I don’t understand why it’s so important for Daniel Willingham or Tom Bennett or Greg Ashman to categorise learning styles – or anything else for that matter – as existing or not. The evidence for the existence of Santa Claus, fairies or the Loch Ness monster is pretty flimsy, so most of us work on the assumption that they don’t exist. The fact that we can’t prove conclusively that they don’t exist doesn’t mean that we should be including them in lesson plans. But I’m not advocating the use of Santa Claus, fairies, the Loch Ness monster or learning styles in the classroom. I’m pointing out that saying ‘learning styles don’t exist’ goes well beyond what the evidence claims and, contrary to what Greg says in his post, implies that we can falsify a hypothesis with absolute certainty.

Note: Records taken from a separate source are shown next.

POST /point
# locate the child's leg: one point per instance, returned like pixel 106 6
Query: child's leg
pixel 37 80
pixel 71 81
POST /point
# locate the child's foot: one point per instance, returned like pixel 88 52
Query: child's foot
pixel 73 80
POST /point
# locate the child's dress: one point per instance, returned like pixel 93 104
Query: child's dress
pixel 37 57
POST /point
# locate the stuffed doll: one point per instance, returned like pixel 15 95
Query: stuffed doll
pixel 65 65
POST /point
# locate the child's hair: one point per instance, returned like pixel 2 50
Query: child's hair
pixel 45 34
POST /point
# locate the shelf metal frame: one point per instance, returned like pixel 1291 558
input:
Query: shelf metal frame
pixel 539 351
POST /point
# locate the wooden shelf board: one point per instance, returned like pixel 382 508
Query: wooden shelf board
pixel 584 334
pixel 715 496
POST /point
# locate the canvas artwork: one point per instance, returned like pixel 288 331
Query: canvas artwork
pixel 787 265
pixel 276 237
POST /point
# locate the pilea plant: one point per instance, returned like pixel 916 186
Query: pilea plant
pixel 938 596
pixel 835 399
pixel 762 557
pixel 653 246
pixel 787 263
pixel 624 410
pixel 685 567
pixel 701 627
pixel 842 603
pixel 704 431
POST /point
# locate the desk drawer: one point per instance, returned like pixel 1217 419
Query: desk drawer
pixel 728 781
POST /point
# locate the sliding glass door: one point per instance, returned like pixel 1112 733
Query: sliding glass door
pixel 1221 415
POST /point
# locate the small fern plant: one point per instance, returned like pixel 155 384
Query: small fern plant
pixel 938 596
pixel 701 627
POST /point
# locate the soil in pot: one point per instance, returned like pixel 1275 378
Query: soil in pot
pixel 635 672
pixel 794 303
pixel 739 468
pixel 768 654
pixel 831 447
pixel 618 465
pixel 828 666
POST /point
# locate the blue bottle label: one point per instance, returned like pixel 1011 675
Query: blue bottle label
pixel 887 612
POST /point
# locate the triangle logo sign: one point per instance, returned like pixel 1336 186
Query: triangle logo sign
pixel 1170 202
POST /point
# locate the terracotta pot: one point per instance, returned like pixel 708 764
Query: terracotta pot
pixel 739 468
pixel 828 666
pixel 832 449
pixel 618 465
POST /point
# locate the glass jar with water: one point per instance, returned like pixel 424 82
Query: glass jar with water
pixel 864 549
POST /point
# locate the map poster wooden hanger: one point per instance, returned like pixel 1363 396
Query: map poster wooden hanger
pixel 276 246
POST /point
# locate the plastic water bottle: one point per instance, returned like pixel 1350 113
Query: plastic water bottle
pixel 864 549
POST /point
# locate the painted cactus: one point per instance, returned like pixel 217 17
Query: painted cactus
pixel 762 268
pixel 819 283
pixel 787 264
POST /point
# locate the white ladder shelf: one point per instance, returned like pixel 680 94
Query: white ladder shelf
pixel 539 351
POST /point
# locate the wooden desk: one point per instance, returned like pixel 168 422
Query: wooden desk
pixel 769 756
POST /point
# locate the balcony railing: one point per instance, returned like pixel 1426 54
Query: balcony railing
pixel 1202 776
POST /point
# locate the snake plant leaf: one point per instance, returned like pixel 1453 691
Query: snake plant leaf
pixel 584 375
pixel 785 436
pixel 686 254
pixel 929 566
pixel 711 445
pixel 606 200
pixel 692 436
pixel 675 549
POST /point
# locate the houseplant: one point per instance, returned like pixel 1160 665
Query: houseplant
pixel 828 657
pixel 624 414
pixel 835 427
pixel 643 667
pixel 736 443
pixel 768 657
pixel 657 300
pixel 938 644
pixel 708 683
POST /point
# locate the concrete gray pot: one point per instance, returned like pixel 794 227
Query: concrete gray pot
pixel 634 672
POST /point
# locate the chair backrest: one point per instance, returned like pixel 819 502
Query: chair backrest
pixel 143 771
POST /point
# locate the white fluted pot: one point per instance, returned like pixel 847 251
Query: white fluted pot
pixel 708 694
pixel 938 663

Absence of evidence is not evidence of absence. That’s an important scientific principle. It’s particularly relevant to a concept like learning styles, which is an umbrella term for a whole bunch of models encompassing a massive variety of allegedly stable traits, most of which have been poorly operationalized and poorly evaluated in terms of their contribution – or otherwise – to learning. The evidence about learning styles is weak, contradictory and inconclusive. I can’t see why we can’t just say that it’s weak, contradictory and inconclusive, so teachers would be well advised to give learning styles a wide berth – and leave it at that.